NDP’s Cleary bemoans loss of library materials; department says much of collection digitized
Work to consolidate Department of Fisheries and Oceans (DFO) libraries from 11 to four across Canada is underway in Newfoundland and Labrador.
Some of the materials stored in a building on Mews Place in St. John’s are being packed away to be shipped to the Bedford Institute of Oceanography in Nova Scotia. But there are concerns some of those materials will be lost forever.
“The Newfoundland and Labrador fisheries are unlike any other fisheries on the East Coast of Canada, or in (all of) Canada,” said St. John’s South-Mount Pearl NDP MP Ryan Cleary.
“We have all sorts of information about the unique Newfoundland and Labrador fisheries that are no longer going to be housed in DFO Newfoundland, and I see that as yet another affront in a long list of affronts to Newfoundlanders and Labradorians in terms of our fishery and how it has been managed by the Government of Canada.”
The library at the Northwest Atlantic Fisheries Centre closed several years ago. It served DFO staff along with students and staff from Memorial University and provincial government employees. Materials from the site were subsequently placed in storage.
Federal government plans to consolidate DFO libraries were announced in the 2012 budget.
A DFO spokesman told The Telegram in an email that all currently available resources will remain available to DFO employees and the public. He said much of DFO’s collection has been digitized, adding more digitization work has been done since plans were announced to consolidate the libraries.
Documents from St.

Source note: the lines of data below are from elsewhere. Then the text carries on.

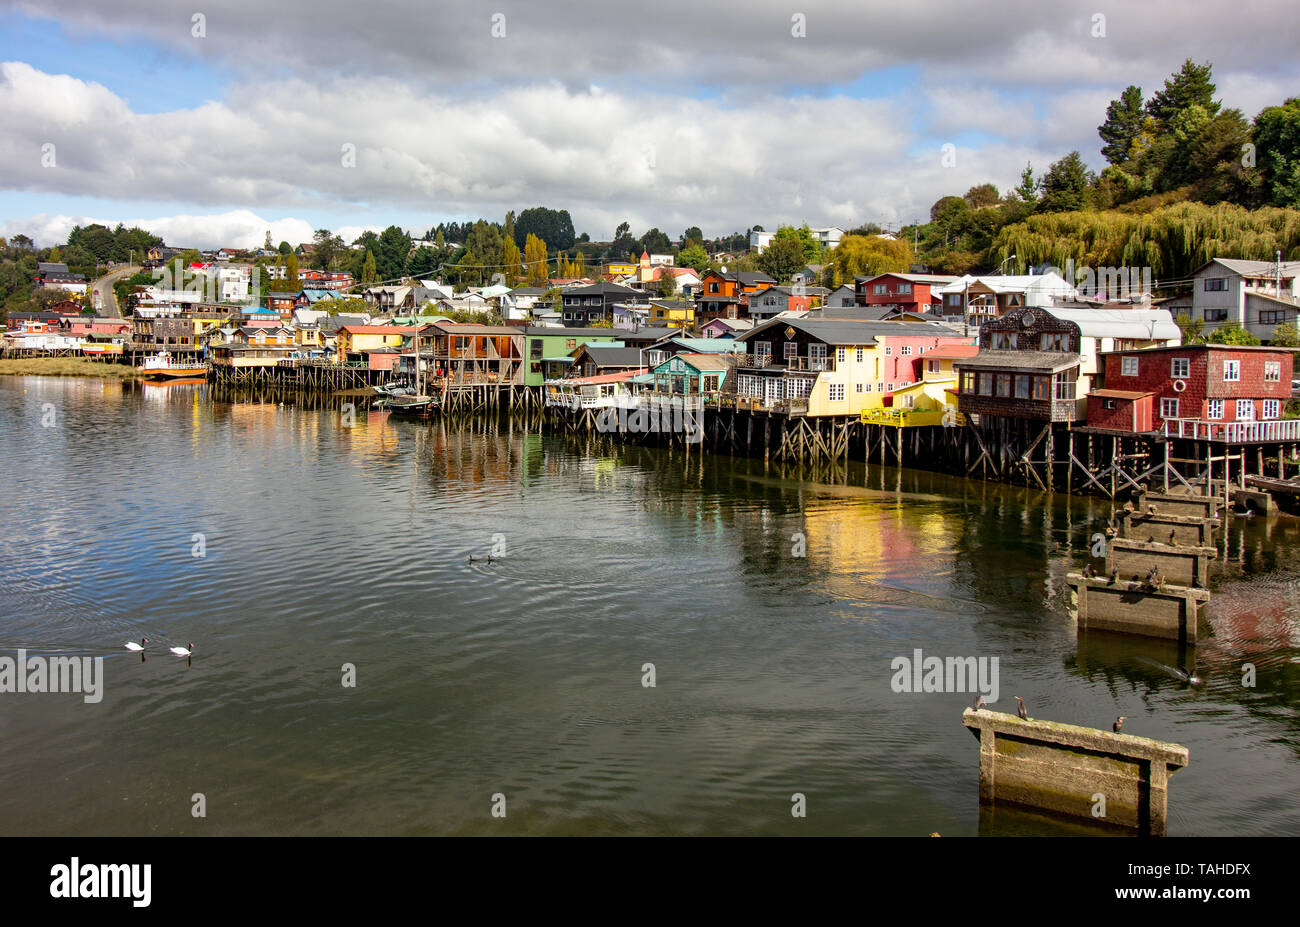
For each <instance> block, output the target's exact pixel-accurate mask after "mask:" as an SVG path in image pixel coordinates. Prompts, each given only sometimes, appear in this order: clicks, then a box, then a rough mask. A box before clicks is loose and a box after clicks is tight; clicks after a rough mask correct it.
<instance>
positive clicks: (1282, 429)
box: [1164, 419, 1300, 445]
mask: <svg viewBox="0 0 1300 927" xmlns="http://www.w3.org/2000/svg"><path fill="white" fill-rule="evenodd" d="M1164 434H1165V437H1166V438H1190V439H1192V441H1214V442H1221V443H1226V445H1252V443H1266V442H1270V441H1300V419H1271V420H1269V421H1201V420H1199V419H1166V420H1165V425H1164Z"/></svg>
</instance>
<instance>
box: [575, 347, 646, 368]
mask: <svg viewBox="0 0 1300 927" xmlns="http://www.w3.org/2000/svg"><path fill="white" fill-rule="evenodd" d="M582 351H584V352H585V354H586V356H589V358H590V359H591V361H593V363H594V364H595V365H597V367H640V365H641V363H642V359H641V351H640V350H638V348H634V347H612V346H607V345H601V343H599V342H588V343H586V345H582Z"/></svg>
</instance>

John’s that are not going to Bedford have been offered to departmental staff, and the spokesman said universities and other local groups have been contacted to gauge interest in acquiring non-DFO related materials.
The remainder of those materials will be recycled or “disposed of in an environmentally appropriate manner.”
A former DFO official who contacted The Telegram raised concerns about the potential loss of data relevant to the fishery’s history in Newfoundland and Labrador, including annual reports from the first half of the 20th century and historic monographs documenting early marine exploratory expeditions in the 1800s and early 20th century.
Cleary calls the move to take materials out of the province a further step in efforts to reduce DFO’s effectiveness.
“If you look at the big picture of all of this — DFO library, constant cuts over the years — this follows the trend of what’s been happening.”